The Little Prince
written by Joann Sfar
Hardcover
ISBN: 978-0547338026
I was never a fan of Antoine de Saint-Exupery's The Little Prince, probably because I read it as a child, but it is really a book for adults. The philosophical meanderings just struck me as dumb and the character of the little prince as overly precious.
Now I have corrected my fault by growing up, and Joann Sfar has corrected Saint-Exupery's by turning the book into a graphic novel, which actually is the perfect medium for this story. The key to the transformation is that he brings the narrator, Saint-Exupery himself, into the story as a visual presence. This makes the relationship between him and the little prince more concrete and believable than the arms-length relationship in the novel. The reader now sees it rather than experiencing it secondhand.
Sfar hasn't added to the text of the story, but he takes some little liberties with it. In the opening sequence, we find Saint-Exupery musing about grownups and boa constrictors while trying to repair his downed airplane (in real life, he based the story on his experiences while stranded in the Sahara desert after his plane crashed there). The aviator really comes to life in these scenes, hammering away at his plane and then getting bored and trying to balance his tools on his nose, only to have them come crashing down, as he thinks about how boring grownups are. Sfar has kept Saint-Exupery's text but accompanied it with a classic comic-book sequence.
The most jarring thing about this book, and it may be a turn-off for some readers, is the appearance of the little prince himself. Sfar has abandoned Saint-Exupery's delicate, curly haired prince and replaced him with a rougher, more animated, and yet still ethereal little boy. He's not as pretty as the original, but he is less distant. When he says, "Draw me a sheep," there is an urgency to it. That comes partly from one simple substitution: Saint-Exupery's prince has blank circles for eyes, while Sfar's has huge, very expressive manga eyes. My initial reaction was that his eyes were too big and made him look like a space alien—but then, I realized, that's what he is.

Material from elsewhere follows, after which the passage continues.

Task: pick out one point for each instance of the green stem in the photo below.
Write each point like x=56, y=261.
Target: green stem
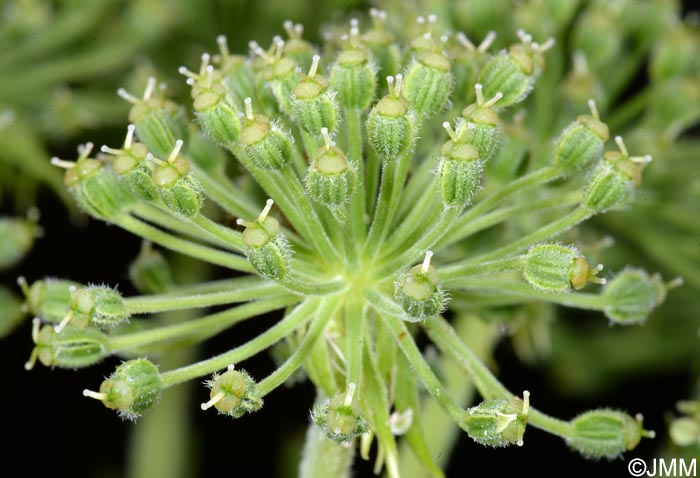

Although the book is ostensibly a children's book, children may find the philosophical meanderings on the ways of grownups and the circularity of existence rather tiresome. Teens and young adults are more likely to find food for thought here, or at least, fodder for undergrad bull sessions.
In the book, the prince has an encounter with a coquettish flower and visits six planets, each inhabited by a single absurd occupant. Sfar turns these little pseudo-fables into rich, dreamlike sequences, using the originals as starting points but adding more detail and distortion. His flower is an Aubrey Bearsdley confection, and his night skies are alive with planets, shooting stars, and all kinds of activity, which is very appropriate given the theme of the book.
It should be said, for those who aren't familiar with the story, that the Little Prince allows himself to be bitten by a poisonous snake at the end, in order to return to his planet. It struck me as a rather romanticized version of suicide, although it is presented simply as the way for the prince to return home, in a literal, not a metaphorical sense. The book ends with the author's certainty that the prince is back on his home planet, and the hope that he will someday return to earth.
Sfar's adaptation may be jarring to fans of the original novel, but it also makes the book more accessible, and interesting, to those of us who were left cold by the prose version.







I highly recommend this really nice adaptation!